Meski masih pagi, sejumlah peziarah sudah berdatangan ke masjid. Di pelataran depan masjid, tampak beberapa orang yang sepertinya menginap atau melakukan iktikaf. Seusai melakukan salat sunah, kami mulai berkeliling di sekitar masjid, dan ingin menyaksikan langsung saka tatal yang terkenal di bagian utama masjid. Namun, kata seorang petugas, bangunan utama baru dibuka sekitar pukul 09.00 atau 09.30. Setelah kami memohon izin untuk melihat bagian utama masjid, petugas mengarahkan kami lewat pintu samping karena belum dibuka untuk umum.

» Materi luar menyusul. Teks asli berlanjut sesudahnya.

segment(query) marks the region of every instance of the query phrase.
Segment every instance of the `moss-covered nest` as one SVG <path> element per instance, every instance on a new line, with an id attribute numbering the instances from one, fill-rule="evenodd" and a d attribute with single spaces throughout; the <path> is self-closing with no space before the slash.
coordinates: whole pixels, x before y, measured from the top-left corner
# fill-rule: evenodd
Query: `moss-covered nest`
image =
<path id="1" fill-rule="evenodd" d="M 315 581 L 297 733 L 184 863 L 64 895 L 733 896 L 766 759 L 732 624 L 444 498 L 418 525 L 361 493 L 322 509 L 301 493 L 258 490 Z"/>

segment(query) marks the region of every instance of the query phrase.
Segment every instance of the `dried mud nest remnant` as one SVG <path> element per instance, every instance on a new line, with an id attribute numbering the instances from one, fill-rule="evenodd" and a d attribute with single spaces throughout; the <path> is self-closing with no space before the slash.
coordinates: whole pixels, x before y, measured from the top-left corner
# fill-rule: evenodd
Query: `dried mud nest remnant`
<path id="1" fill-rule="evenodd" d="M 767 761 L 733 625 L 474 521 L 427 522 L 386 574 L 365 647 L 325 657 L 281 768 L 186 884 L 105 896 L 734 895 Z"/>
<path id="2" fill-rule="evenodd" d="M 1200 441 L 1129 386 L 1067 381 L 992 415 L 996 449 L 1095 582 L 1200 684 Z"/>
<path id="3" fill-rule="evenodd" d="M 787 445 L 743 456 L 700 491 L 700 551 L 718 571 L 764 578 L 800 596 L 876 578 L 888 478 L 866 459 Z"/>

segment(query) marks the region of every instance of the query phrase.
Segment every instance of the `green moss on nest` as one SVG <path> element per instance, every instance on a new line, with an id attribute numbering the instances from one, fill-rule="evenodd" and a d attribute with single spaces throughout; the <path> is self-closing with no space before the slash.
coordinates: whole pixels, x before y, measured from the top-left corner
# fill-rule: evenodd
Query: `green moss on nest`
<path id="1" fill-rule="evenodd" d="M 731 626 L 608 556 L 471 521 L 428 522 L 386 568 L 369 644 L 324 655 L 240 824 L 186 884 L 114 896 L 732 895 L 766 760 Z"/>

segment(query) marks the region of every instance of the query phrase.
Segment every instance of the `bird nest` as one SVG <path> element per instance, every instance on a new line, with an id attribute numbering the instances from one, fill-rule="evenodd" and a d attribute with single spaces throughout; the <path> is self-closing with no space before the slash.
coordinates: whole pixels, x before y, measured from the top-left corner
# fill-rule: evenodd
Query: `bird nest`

Tempat Berkumpulnya Para Wali
Masjid Agung Demak dibangun oleh Raden Patah, dibantu para Wali Songo, pada sekitar abad ke-15. Masjid ini masuk dalam salah satu jajaran masjid tertua di Indonesia. Masjid Agung Demak dulunya diyakini sebagai tempat berkumpulnya para Wali Songo. Berdasarkan catatan Dinas Kebudayaan dan Pariwisata Kabupaten Demak, pembangunan masjid ini digambarkan serupa bulus (kura-kura) yang merupakan candra sengkala memet, yang bermakna sirno ilang kerthaning bumi. Secara filosofis, bulus atau sirno ilang kerthaning bumi mengacu pada tahun pembangunan Masjid Agung Demak, yaitu 1400 saka atau 1478 Masehi. Kepala bulus memiliki makna 1, empat kaki bulus bermakna 4, badan bulus yang bulat bermakna 0, dan ekor bulus bermakna 1. Hewan bulus memang menjadi simbol Masjid Agung Demak. Hal itu dibuktikan dengan adanya berbagai ornamen bergambar bulus di sejumlah dinding masjid.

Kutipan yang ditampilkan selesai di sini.